Yeah, I will do that.

> > +In this case a client wanting to use one or more promisor remotes the
> > +server advertised should reply with "promisor-remote=<pr-names>" where
> > +<pr-names> should be of the form:
> > +
> > +     pr-names = pr-name | pr-names ";" pr-name
> > +
> > +where `pr-name` is the name of a promisor remote the server
> > +advertised.
>
> After seeing advertisement, client can use some it picked but it
> does not have to tell the server about it.  Why would it respond
> with the promisor remotes, and what effect does it have to give the
> list of promisor remotes it uses?
>
>     If the "git fetch" side decides to use one or more promisor
>     remotes advertised, it can reply with ...
>     ...
>     where ... the server advertised.  Doing so allows the server to
>     make its response smaller by omitting objects that are known to
>     be lazily fetchable from these other promisor remotes
>     repositories.
>
> perhaps?

Yeah, right.

> > +If the server prefers a client not to use any promisor remote the
> > +server uses, or if the server doesn't use any promisor remote, it
> > +should only advertise "promisor-remote" without any value or "=" sign
> > +after it.
>
> It should not advertise "promisor-remote" capability at all.

Let's discuss this above or in a thread started by Taylor's reviews.

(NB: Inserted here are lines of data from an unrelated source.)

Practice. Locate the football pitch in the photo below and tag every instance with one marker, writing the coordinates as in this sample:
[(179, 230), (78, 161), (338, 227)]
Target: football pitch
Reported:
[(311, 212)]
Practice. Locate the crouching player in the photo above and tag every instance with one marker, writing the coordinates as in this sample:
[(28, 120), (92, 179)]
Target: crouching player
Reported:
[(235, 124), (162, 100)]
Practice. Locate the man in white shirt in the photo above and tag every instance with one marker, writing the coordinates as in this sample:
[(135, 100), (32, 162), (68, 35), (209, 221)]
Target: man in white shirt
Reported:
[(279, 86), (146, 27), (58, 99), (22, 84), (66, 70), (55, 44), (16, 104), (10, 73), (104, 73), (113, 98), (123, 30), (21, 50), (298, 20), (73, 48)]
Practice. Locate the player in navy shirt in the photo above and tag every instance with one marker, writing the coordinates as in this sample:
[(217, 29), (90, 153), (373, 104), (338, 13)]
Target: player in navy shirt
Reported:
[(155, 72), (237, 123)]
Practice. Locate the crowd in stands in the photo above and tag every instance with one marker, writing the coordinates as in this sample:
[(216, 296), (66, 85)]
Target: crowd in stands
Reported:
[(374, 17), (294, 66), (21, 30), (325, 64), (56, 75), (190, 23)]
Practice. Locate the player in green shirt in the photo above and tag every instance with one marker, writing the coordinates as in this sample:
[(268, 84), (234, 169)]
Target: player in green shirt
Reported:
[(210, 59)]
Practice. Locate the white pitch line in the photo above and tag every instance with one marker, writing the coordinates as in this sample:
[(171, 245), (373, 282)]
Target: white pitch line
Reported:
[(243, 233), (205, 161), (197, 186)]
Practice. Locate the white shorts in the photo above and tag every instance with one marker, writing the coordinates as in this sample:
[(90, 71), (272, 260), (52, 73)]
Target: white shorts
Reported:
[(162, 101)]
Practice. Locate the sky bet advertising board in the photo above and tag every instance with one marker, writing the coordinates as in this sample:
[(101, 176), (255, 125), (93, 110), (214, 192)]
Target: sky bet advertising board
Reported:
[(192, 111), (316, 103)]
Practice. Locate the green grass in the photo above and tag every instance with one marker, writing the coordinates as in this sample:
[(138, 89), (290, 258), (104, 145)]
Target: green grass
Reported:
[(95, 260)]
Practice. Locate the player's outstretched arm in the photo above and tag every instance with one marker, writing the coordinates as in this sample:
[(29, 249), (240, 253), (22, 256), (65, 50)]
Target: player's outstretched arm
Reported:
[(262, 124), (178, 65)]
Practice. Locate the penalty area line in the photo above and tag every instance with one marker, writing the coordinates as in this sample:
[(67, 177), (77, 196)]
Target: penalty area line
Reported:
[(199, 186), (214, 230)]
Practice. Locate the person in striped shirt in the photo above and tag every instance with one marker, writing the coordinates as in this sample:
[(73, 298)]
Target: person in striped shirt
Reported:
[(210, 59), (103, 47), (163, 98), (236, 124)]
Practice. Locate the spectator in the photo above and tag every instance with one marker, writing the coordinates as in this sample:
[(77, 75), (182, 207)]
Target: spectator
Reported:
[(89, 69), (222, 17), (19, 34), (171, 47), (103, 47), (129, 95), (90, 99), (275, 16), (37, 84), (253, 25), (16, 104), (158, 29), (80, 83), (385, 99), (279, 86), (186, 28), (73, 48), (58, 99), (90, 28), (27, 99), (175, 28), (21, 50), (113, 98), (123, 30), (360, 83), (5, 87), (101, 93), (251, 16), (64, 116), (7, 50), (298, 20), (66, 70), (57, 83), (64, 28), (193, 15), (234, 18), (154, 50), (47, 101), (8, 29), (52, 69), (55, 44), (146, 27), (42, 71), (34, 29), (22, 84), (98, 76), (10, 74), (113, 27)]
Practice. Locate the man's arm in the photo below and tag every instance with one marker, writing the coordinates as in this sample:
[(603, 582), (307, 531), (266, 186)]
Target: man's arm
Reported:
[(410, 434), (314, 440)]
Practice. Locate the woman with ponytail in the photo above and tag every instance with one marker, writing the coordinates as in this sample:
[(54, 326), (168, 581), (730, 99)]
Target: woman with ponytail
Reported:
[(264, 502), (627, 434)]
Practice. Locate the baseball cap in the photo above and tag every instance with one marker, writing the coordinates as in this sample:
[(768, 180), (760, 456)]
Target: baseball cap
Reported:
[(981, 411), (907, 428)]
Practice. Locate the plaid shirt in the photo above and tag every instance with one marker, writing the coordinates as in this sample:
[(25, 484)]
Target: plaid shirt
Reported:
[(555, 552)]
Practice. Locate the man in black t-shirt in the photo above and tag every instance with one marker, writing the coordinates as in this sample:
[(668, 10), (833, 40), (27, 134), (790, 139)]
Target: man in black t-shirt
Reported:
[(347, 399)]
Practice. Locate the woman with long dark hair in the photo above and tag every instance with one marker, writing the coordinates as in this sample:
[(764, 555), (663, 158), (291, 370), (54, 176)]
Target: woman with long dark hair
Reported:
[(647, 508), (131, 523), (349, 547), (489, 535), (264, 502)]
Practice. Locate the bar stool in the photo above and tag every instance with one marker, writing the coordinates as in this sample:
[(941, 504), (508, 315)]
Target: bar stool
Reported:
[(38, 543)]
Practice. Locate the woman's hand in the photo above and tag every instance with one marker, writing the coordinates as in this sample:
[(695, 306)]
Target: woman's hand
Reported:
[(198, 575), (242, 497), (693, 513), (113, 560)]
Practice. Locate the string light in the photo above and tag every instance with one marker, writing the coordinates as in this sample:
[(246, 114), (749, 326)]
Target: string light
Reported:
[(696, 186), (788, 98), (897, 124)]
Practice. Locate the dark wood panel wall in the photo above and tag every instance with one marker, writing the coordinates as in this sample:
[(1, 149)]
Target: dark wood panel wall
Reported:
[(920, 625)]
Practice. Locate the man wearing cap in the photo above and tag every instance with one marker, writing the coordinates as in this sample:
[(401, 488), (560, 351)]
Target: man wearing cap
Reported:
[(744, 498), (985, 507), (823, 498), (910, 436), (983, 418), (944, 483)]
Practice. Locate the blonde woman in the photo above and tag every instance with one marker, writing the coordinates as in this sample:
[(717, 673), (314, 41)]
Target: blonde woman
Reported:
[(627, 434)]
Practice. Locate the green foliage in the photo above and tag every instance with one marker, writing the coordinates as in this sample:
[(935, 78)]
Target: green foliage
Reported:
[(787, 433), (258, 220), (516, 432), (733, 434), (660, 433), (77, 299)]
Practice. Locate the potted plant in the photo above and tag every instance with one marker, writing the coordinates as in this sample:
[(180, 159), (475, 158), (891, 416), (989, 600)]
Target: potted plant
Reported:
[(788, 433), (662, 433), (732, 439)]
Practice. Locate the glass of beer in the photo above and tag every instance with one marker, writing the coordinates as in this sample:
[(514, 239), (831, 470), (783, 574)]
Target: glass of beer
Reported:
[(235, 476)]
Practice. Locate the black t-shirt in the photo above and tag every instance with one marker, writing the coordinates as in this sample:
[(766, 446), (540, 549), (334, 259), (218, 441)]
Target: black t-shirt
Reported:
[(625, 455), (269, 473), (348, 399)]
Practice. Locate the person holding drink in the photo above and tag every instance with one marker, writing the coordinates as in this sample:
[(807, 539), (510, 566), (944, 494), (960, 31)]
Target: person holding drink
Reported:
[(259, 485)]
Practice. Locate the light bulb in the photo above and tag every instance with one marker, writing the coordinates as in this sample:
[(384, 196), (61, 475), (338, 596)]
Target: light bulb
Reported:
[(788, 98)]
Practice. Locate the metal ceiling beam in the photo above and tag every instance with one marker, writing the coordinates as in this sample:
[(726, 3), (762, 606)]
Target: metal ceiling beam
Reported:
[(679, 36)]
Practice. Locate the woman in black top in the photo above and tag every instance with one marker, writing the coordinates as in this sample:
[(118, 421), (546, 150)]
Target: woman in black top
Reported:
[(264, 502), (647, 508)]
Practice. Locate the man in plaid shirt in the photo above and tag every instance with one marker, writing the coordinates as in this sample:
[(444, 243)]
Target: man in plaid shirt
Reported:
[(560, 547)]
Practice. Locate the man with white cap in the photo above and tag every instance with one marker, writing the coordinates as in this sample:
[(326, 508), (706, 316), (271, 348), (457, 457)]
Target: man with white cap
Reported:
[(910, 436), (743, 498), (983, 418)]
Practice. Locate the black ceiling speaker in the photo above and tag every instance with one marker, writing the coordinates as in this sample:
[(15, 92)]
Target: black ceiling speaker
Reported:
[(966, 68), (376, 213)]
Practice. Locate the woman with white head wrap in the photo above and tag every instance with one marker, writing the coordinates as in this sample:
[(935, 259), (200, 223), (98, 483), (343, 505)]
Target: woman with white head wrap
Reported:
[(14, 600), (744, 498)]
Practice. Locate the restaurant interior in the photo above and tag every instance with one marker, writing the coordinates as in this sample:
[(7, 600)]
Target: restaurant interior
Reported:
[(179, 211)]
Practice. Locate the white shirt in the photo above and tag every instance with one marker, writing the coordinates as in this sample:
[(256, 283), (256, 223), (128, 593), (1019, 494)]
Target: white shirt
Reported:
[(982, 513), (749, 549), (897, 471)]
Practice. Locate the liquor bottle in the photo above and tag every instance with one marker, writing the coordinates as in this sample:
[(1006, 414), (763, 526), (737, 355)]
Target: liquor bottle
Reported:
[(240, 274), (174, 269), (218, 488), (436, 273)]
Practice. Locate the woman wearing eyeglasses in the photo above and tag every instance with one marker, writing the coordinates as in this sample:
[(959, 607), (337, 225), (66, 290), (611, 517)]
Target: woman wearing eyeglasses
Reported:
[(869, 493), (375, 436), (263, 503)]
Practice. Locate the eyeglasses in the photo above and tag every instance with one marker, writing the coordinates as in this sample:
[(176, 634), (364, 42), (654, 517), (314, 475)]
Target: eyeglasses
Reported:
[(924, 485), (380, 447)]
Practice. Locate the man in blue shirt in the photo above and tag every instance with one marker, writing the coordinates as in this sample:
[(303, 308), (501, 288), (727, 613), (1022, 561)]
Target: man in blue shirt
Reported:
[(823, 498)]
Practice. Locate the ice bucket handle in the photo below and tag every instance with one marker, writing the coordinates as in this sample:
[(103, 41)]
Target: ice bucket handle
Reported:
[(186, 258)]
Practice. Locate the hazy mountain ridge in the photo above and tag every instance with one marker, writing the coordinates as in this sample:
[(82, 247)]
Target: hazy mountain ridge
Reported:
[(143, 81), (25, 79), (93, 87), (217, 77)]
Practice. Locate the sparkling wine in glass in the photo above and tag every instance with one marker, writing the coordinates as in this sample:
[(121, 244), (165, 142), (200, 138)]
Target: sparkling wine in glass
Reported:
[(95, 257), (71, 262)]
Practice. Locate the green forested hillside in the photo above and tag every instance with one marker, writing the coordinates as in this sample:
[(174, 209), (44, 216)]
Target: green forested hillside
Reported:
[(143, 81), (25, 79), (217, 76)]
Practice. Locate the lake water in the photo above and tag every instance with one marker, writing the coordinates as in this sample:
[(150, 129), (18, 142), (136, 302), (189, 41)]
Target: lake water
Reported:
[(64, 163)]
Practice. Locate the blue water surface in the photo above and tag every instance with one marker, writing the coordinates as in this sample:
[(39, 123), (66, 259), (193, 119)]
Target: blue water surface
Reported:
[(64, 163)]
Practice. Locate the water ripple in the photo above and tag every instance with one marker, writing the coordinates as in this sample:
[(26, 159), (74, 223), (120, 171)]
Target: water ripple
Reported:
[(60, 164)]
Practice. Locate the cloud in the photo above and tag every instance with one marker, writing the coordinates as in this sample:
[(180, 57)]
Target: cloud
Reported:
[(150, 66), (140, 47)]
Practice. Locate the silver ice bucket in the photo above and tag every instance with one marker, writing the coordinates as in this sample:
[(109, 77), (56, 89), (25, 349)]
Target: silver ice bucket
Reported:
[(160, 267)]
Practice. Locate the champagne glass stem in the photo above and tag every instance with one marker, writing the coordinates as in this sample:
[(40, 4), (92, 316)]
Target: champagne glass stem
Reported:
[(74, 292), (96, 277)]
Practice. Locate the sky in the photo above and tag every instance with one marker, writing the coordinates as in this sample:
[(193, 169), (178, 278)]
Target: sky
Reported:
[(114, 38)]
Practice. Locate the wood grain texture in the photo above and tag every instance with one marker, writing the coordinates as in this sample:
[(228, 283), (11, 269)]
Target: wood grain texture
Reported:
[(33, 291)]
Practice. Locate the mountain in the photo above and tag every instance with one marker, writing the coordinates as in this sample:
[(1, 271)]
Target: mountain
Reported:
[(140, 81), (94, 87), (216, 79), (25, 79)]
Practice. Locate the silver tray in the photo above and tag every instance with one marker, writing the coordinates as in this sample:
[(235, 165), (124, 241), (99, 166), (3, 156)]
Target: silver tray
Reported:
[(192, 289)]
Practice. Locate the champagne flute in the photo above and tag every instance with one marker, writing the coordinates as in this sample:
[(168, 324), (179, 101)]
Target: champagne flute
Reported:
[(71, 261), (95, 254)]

> > +In this case, or if the client doesn't want to use any promisor remote
> > +the server advertised, the client should reply only "promisor-remote"
> > +without any value or "=" sign after it.
>
> Likewise.  It should not advertise "promisor-remote" capability at
> all.
>
> > +The "promisor.advertise" and "promisor.acceptFromServer" configuration
> > +options can be used on the server and client side respectively to
> > +control what they advertise or accept respectively. See the
> > +documentation of these configuration options for more information.
>
> OK.

Thanks for the review and suggestions.